AI Research Assistant

An intelligent research paper discovery and summarization system that helps researchers stay up-to-date with the latest publications in their areas of interest. The system automatically fetches, filters, and summarizes research papers using AI, and exposes this functionality through a Model Context Protocol (MCP) server for integration with ChatGPT desktop and other AI assistants.

Features

🔍 Intelligent Paper Discovery

  • Automatically fetches recent papers from ArXiv
  • Filters papers based on configurable research interests
  • Uses AI to score relevance and generate focused summaries
  • Tracks processing state to avoid duplicate work

🤖 AI-Powered Analysis

  • Leverages OpenRouter API for paper summarization and relevance scoring
  • Configurable prompts for customized analysis
  • Parallel processing for efficient batch operations
  • Relevance scoring from 0-100 based on your research interests

🌐 MCP Server Integration

  • Exposes functionality through Model Context Protocol (MCP)
  • Direct integration with ChatGPT desktop client
  • Two main tools: search and fetch
  • RESTful API for programmatic access

⚙️ Modular Architecture

  • Extensible processor system for different paper sources
  • Configuration-driven operation
  • Thread-safe parallel processing
  • Comprehensive error handling and logging

Quick Start

Prerequisites

  • Python 3.13+
  • OpenRouter API key
  • Firecrawl API key (for web scraping)

Installation

  1. Clone the repository:
git clone <repository-url>
cd ai-research-assistant
  1. Create and activate virtual environment:
python -m venv .venv
source .venv/bin/activate  # On Windows: .venv\Scripts\activate
  1. Install dependencies:
pip install -r requirements.txt
  1. Configure your settings:
cp config/secrets.yaml.example config/secrets.yaml
  1. Edit config/secrets.yaml with your API keys:
openrouter_api_key: "your-openrouter-key"
openrouter_model: "qwen/qwen3-235b-a22b-thinking-2507"
openai_api_key: "your-openai-key"
kaggle_username: "your-kaggle-username"
kaggle_key: "your-kaggle-key"
  1. Customize config/user_config.yaml with your research interests:
research_interests:
  - multi-agent systems
  - chatbot orchestration
  - llm tool use
  - llm planning and reasoning
  - agent frameworks
  - conversational ai
  - llm collaboration
  - tool-augmented language models
  - llm evaluation methods
  - memory in llm agents

Usage

MCP Server (Recommended)

Start the MCP server for ChatGPT integration:

python server.py

The server exposes two tools:

  • Search Tool: Find papers matching configured research interests
  • Deep Dive Tool: Perform comprehensive analysis of a specific paper
Direct Controller Usage
from controller import Controller

# Initialize controller
controller = Controller()

# Search for relevant papers
results = controller.search()
for paper in results:
    print(paper)

# Perform deep dive on specific ArXiv paper
deep_dive_result = controller.deep_dive_arXiv("2507.23701")
print(deep_dive_result)
Vector Database Setup
Direct Paper Processing
from processors.arxiv_processor import ArXivProcessor

# Initialize processor
config = {"url": "https://arxiv.org/list/cs/recent"}
state = {"last_run": "2025-07-25"}
processor = ArXivProcessor(config=config, state=state)

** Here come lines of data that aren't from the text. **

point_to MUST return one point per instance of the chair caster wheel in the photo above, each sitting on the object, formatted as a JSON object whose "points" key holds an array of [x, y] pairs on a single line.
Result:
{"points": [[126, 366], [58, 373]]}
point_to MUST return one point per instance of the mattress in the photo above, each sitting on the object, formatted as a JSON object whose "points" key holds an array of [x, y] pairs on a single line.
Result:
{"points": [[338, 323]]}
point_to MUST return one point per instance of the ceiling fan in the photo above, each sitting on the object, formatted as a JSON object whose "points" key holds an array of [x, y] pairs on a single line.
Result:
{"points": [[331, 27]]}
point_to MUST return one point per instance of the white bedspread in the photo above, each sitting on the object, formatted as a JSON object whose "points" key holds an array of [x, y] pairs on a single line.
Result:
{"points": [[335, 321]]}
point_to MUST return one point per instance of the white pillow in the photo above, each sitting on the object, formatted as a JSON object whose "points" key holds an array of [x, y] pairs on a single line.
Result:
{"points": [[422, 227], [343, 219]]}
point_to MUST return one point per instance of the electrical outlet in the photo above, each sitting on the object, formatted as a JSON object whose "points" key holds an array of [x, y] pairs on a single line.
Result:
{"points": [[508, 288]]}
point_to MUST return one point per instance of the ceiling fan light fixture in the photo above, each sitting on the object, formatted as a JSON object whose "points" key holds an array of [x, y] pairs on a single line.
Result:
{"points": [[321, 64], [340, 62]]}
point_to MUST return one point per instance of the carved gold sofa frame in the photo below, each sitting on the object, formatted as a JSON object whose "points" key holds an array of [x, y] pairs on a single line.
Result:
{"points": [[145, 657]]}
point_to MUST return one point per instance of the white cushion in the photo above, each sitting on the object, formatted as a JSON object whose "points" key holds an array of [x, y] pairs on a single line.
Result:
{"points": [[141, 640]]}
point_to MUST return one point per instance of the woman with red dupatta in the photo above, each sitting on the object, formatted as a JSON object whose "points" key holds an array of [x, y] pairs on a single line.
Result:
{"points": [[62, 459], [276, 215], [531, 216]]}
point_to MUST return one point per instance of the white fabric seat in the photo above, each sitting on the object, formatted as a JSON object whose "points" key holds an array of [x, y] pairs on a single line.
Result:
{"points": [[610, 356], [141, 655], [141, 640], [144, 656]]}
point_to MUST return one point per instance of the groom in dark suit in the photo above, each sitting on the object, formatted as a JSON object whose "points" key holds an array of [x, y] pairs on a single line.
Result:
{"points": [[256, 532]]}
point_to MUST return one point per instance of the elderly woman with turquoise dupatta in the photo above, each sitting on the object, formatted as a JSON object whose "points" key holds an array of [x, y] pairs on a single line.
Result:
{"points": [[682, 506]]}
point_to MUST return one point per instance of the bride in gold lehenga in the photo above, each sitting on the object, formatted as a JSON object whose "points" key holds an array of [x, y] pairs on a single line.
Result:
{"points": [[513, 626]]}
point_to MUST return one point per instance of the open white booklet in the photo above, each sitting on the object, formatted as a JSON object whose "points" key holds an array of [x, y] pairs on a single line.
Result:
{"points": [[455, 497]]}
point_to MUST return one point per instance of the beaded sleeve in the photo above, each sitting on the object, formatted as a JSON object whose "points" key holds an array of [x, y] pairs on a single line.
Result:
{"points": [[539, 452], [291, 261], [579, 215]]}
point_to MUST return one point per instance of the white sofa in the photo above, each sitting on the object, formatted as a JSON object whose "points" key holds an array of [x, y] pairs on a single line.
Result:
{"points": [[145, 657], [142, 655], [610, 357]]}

# Fetch and process papers
raw_data = processor.fetch()
papers = processor.parse(raw_data)
new_papers = [p for p in papers if processor.paper_is_new(p)]
results = processor.summarize_and_score_all(new_papers)

# Display results
for paper in results:
    print(f"Title: {paper.title}")
    print(f"Relevance: {paper.relevance}/100")
    print(f"Summary: {paper.summary}")
MCP Server

Start the MCP server for ChatGPT integration:

python server.py

The server exposes two tools:

Search Tool: Find papers matching the interests configured in user_config.yaml

Fetch Tool: Get detailed analysis of a specific paper

Project Structure

ai-research-assistant/
├── config/                    # Configuration files
│   ├── prompts.yaml          # AI prompts for summarization
│   ├── secrets.yaml          # API keys (gitignored)
│   ├── user_config.yaml      # Research interests
│   └── state.yaml            # Processing state tracking
├── processors/               # Paper source processors
│   ├── base_processor.py     # Abstract base class
│   └── arxiv_processor.py    # ArXiv-specific implementation
├── schema/                   # Data models
│   └── paper.py             # Paper data structure
├── summarizer/              # AI summarization logic
│   └── summarizer.py        # OpenRouter integration
├── utils/                   # Utility functions
├── server.py               # MCP server implementation
└── README.md               # This file

Configuration

Research Interests (config/user_config.yaml)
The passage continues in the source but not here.